I turned off the machine and moved it to Node4 to see if it could run there, but it did not run. It was trying to run but then failed to Node3, then failed again to finally run at Node2. I thought that the new nodes may not have been setup correctly to host virtual machines, so I created a few test machines on the two new nodes and they all worked perfectly. Furthermore, live migrations between Node3 and Node4 were being performed successfully, but not from the two new Nodes to the old.
So I had a situation where half of my cluster was refusing to work well with the other half, but had no problem working together (a generation gap of few months it seems). Something was clearly different between the new and the old nodes, but what?
After looking for a long time, it turned out that the external network on the old nodes was called “Public – Virtual Network” while on the new nodes it was called “Public Virtual network” – it was missing a dash!

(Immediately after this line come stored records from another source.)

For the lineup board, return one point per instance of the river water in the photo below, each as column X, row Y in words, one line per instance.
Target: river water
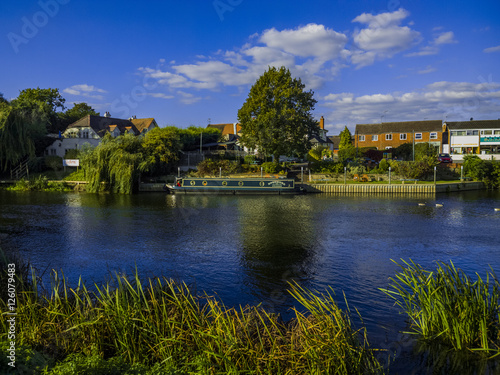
column 246, row 249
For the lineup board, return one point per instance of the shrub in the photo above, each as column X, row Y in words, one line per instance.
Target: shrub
column 209, row 167
column 271, row 167
column 53, row 162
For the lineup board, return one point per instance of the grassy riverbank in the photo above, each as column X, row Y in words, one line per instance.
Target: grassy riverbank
column 159, row 326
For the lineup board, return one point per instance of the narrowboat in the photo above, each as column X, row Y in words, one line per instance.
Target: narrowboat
column 261, row 185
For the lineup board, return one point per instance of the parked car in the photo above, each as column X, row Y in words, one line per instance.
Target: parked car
column 444, row 158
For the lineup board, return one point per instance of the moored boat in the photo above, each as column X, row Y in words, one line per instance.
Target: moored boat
column 233, row 185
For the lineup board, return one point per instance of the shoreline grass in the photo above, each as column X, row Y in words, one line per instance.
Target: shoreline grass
column 446, row 306
column 161, row 323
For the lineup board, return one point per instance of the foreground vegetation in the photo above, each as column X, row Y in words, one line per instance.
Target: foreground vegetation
column 158, row 326
column 448, row 307
column 161, row 323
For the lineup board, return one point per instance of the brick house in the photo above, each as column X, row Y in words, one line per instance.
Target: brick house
column 388, row 135
column 90, row 129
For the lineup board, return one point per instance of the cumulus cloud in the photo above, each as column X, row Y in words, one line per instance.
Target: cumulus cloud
column 85, row 90
column 441, row 100
column 432, row 48
column 492, row 49
column 312, row 52
column 383, row 37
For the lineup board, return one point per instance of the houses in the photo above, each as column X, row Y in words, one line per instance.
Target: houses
column 91, row 129
column 388, row 135
column 472, row 137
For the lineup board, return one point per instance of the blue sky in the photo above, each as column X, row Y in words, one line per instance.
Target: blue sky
column 190, row 62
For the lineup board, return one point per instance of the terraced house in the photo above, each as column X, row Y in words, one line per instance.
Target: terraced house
column 473, row 137
column 388, row 135
column 90, row 130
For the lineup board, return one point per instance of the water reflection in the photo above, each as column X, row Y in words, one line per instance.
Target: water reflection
column 246, row 248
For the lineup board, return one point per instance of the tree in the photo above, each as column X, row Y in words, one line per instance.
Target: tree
column 345, row 139
column 161, row 147
column 276, row 117
column 20, row 129
column 346, row 148
column 115, row 164
column 50, row 99
column 78, row 111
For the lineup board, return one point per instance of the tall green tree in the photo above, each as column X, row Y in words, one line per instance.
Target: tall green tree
column 346, row 148
column 115, row 164
column 276, row 117
column 345, row 139
column 161, row 148
column 48, row 99
column 20, row 129
column 78, row 111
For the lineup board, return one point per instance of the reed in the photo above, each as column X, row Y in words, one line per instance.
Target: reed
column 162, row 322
column 449, row 307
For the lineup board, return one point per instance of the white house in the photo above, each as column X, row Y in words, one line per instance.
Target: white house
column 90, row 130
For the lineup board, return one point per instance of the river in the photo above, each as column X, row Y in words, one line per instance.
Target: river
column 246, row 249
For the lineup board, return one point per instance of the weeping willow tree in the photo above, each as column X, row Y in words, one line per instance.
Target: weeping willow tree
column 20, row 126
column 115, row 164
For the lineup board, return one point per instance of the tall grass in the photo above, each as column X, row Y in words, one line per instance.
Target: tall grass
column 447, row 306
column 161, row 321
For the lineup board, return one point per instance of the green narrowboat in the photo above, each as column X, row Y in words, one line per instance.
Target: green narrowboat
column 261, row 185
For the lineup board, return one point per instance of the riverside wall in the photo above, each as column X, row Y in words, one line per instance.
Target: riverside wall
column 411, row 189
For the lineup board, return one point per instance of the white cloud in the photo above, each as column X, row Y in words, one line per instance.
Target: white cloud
column 313, row 53
column 442, row 100
column 427, row 70
column 383, row 38
column 157, row 95
column 445, row 38
column 85, row 90
column 382, row 20
column 492, row 49
column 432, row 48
column 188, row 98
column 309, row 41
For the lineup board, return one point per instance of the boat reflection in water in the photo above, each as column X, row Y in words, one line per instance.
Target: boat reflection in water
column 234, row 185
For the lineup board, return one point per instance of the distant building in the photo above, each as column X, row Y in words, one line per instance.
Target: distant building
column 321, row 138
column 472, row 137
column 91, row 129
column 388, row 135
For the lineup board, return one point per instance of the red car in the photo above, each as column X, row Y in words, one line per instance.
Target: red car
column 445, row 158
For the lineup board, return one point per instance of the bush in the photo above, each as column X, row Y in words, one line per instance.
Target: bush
column 271, row 167
column 209, row 167
column 327, row 167
column 53, row 162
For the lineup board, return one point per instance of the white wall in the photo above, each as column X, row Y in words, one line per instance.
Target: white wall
column 60, row 145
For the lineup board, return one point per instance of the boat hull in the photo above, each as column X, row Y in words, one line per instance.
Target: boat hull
column 233, row 186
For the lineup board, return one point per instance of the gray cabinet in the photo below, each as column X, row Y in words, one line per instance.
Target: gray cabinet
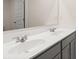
column 57, row 57
column 65, row 49
column 50, row 53
column 73, row 49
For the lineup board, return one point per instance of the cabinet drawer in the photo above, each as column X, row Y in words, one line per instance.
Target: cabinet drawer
column 68, row 39
column 51, row 52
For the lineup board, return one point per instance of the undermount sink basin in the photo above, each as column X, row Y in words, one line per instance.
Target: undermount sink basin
column 26, row 46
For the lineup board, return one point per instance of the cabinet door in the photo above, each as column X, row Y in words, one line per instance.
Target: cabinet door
column 73, row 49
column 58, row 56
column 66, row 52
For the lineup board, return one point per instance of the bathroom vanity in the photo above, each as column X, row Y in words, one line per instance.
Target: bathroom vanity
column 60, row 44
column 64, row 49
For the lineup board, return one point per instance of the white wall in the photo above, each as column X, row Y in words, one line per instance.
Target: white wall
column 67, row 13
column 6, row 14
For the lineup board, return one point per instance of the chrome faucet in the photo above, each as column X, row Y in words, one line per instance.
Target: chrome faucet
column 52, row 29
column 22, row 39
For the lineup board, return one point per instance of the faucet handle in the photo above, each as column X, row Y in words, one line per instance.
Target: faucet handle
column 52, row 29
column 17, row 39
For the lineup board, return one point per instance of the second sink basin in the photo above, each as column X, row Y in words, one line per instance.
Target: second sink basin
column 26, row 46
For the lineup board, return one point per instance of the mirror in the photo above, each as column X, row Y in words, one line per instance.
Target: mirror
column 43, row 12
column 14, row 14
column 18, row 14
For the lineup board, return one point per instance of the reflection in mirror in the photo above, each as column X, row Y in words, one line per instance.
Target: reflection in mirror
column 43, row 12
column 29, row 13
column 13, row 14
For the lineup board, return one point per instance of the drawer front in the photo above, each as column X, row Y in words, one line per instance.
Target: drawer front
column 51, row 52
column 67, row 40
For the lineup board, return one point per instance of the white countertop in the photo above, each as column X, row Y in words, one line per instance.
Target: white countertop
column 50, row 39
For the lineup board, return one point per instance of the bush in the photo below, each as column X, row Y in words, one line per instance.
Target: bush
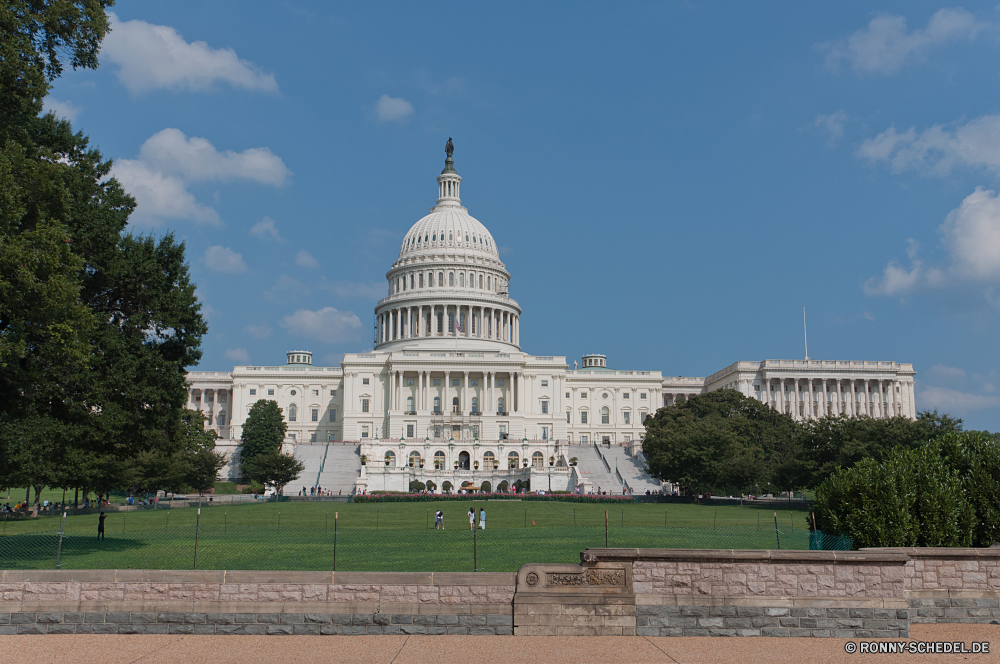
column 945, row 493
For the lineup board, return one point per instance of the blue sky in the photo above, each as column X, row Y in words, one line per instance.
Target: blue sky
column 670, row 182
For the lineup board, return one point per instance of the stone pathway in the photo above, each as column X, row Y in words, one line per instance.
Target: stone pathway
column 170, row 649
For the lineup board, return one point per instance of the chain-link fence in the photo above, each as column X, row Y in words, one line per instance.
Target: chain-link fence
column 356, row 549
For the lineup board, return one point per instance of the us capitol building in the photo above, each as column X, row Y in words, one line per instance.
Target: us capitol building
column 448, row 395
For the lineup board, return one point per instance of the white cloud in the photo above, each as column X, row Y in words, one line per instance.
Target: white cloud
column 63, row 109
column 953, row 401
column 238, row 355
column 885, row 46
column 169, row 161
column 261, row 331
column 389, row 109
column 151, row 57
column 224, row 259
column 327, row 325
column 938, row 149
column 266, row 228
column 833, row 125
column 305, row 259
column 971, row 236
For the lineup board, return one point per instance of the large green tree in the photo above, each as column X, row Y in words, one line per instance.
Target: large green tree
column 263, row 433
column 97, row 326
column 722, row 442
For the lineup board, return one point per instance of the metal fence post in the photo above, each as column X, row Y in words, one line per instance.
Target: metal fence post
column 62, row 529
column 197, row 527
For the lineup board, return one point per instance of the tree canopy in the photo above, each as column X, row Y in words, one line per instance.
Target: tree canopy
column 97, row 325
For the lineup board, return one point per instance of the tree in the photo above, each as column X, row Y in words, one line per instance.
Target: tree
column 721, row 442
column 273, row 469
column 263, row 433
column 838, row 441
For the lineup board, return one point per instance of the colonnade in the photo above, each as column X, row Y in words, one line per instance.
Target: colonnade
column 425, row 391
column 449, row 320
column 806, row 398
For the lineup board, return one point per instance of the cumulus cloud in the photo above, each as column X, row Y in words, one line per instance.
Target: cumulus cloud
column 224, row 259
column 938, row 149
column 261, row 331
column 971, row 237
column 885, row 45
column 305, row 259
column 169, row 161
column 63, row 109
column 151, row 57
column 392, row 109
column 238, row 355
column 953, row 401
column 832, row 125
column 327, row 325
column 266, row 228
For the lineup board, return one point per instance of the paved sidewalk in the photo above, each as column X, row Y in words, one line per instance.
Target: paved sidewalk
column 169, row 649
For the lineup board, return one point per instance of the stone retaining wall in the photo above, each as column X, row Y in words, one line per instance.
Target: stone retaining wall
column 239, row 602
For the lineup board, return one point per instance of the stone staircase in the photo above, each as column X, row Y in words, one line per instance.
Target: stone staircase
column 341, row 468
column 631, row 469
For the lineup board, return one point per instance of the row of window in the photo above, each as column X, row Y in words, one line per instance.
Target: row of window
column 416, row 280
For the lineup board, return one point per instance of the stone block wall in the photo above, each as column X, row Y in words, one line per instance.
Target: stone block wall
column 239, row 602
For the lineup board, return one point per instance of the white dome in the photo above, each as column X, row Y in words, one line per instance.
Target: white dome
column 449, row 227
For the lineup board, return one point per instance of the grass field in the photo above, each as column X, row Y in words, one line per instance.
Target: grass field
column 386, row 537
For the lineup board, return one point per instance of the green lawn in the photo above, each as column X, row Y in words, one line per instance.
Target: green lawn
column 385, row 537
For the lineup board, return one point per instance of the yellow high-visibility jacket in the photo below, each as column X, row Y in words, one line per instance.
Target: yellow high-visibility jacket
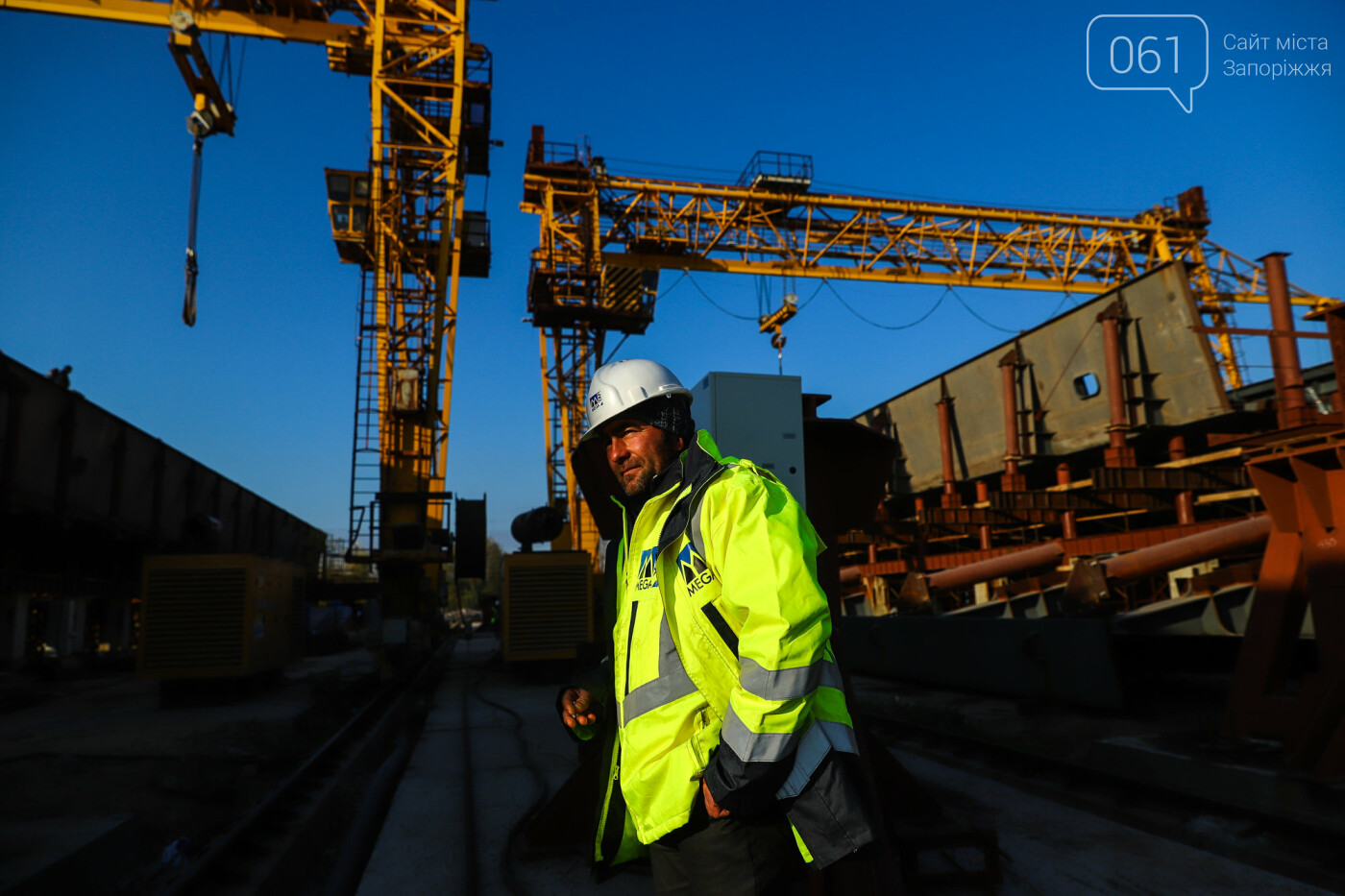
column 721, row 665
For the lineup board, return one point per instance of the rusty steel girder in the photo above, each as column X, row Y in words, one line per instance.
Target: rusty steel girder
column 1169, row 478
column 1302, row 483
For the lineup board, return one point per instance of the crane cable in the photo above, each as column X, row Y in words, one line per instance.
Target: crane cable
column 188, row 302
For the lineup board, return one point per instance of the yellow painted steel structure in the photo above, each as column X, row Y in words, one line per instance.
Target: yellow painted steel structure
column 429, row 118
column 598, row 228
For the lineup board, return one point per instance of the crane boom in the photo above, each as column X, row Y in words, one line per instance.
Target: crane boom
column 429, row 118
column 600, row 231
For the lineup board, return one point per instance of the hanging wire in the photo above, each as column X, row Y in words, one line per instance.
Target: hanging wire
column 713, row 302
column 874, row 323
column 971, row 311
column 804, row 303
column 652, row 304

For virtual machines, that means a different network. A virtual machine migrating from host to host needs the same virtual network to connect to, and any slight difference in the naming of the virtual network will prevent the virtual machine from knowing that this is indeed the same network, and so the machine cannot run.
What I learned from this experience came in handy when I needed to rebuild a VMware ESXi host for an SMB. That host was literally hosting their entire infrastructure (Router, IPPBX, Firewall, Domain Controller, Filer Server, etc.).
In a hurry I reconfigured the WAN links as “WAN 1,” “WAN 2,” etc., and started browsing the storage, adding the VMs I found to the ESXi inventory, but the VMs did not see their networks.
For a minute, I thought I had to go over thirty virtual machines, one by one, assigning each virtual machine its correct network. This would have been a waste of critical time, but it was doable. However, I would have had to face the puzzle of matching the internal configuration of the multi-homing virtual machines (like routers and firewalls) with the proper virtual networks. For a router with five interfaces, that would have been something of a challenge.
The solution was pretty simple and straightforward: recreate the virtual networks with their names exactly as they were called before without removing any spaces or adding any dashes. And it worked!
Since this was a single VMware ESXi host site, network labeling has always been mainly used for administrator information. If multiple VMware ESXi hosts were implemented with high availability and vMotion in mind, then consistent virtual network labeling would have been essential for vMotion to work.
I strongly advise any administrator to develop the habit of proper virtual network labeling, and to include the labeling in the documentation. Any good developer knows that uncommented code is useless to others and hard to follow when troubleshooting, even if it’s your own code.
The same principle applies to IT infrastructure and basic virtual networking. Proper labeling helps you, and anyone else that may need to assist you, understand the environment, troubleshoot any issues, modify and expand. But most importantly, proper network labeling is necessary for your virtual environment to run.